From Tuesday’s Globe and Mail Last updated on Tuesday, Aug. 04, 2009 09:11AM EDT
The Ontario government came under intensified pressure Monday to increase legal aid funding after several hundred Crown prosecutors joined their defence bar counterparts in warning that the 50-year-old program is crumbling.
A meaningful increase in funding is “essential” if the justice system hopes to maintain a proper balance between the state and criminal defendants, said a letter of support from Ontario Crown Attorneys Association president Thomas Hewitt to the Criminal Lawyers Association.

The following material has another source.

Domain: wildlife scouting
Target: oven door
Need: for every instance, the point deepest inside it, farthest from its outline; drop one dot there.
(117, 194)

“It is the position of the OCAA that, for our criminal justice system to work both effectively and fairly, it is essential that there is a balance in our adversarial system,” Mr. Hewitt wrote. “It is the position of the OCAA that the present funding of the legal aid tariff undermines the ability of the defence bar to perform their vital role.”
Coming from a relatively conservative association that adopts political positions sparingly, the move ratchets up the pressure on the McGuinty government to increase legal aid rates enough to entice experienced defence lawyers back into accepting serious cases.
Most experienced defence lawyers across the province are boycotting homicide cases and those involving guns and gang laws until the top rate for legal aid counsel is raised well above the current plateau of $98 an hour.
Private clients generally pay more than $300 an hour for experienced counsel. Defence lawyers argue that the legal aid rate leaves them barely able to pay their office overhead expenses, let alone provide them with any take-home pay.
In another significant move Monday, Ontario Superior Court Judge Hugh Locke denounced the legal aid funding shortfall as “deeply troubling.” He warned that it may soon result in “wrongful convictions, runaway trials or unnecessary and misguided mitigation positions and the resultant waste of resources that arises.”
A veteran judge with a reputation for tough decisions during his 35 years on the bench, Judge Locke helped create the Criminal Lawyers Association.
In a letter to the association’s president Frank Addario, Judge Locke noted that several reports and inquiries in recent years have concluded that other areas of the justice system – the judiciary, police and prosecution – have received healthy funding increases, yet the legal aid program has struggled through “years of neglect.
“I do believe that the independence of the bar may well be in peril,” Judge Locke wrote. “I suggest that the flight of senior counsel from the most serious of legal aid cases not only threatens the independence of the bar, but the administration of justice at large. Left unaddressed, I fear that the current imbalance in the criminal system will not only continue to have a negative impact on the administration of justice, but may well be irreversible.”
Judge Locke said that the loss of senior counsel has deprived the defence bar of a mentoring system that has been essential to mould new generations of responsible lawyers capable of using sound judgment to isolate key legal issues, expedite trials and fully appreciate ethical boundaries.
“This is perhaps the most troubling aspect of the situation because it has irreversible, negative long-term effects on our criminal justice system,” he said.
Launched two months ago, the boycott has evolved from an isolated irritation to Attorney-General Chris Bentley into a serious embarrassment to the government. A former defence lawyer, Mr. Bentley has repeatedly expressed his support of the legal aid program, while arguing that years of underfunding by previous governments cannot be easily rectified.
The Criminal Lawyers Association has predicated its boycott strategy on a “business plan” approach. It asserts that the province could save substantial amounts of money by raising fees for experienced counsel, because they possess the acumen and confidence to truncate legal proceedings by focusing on the most important issues.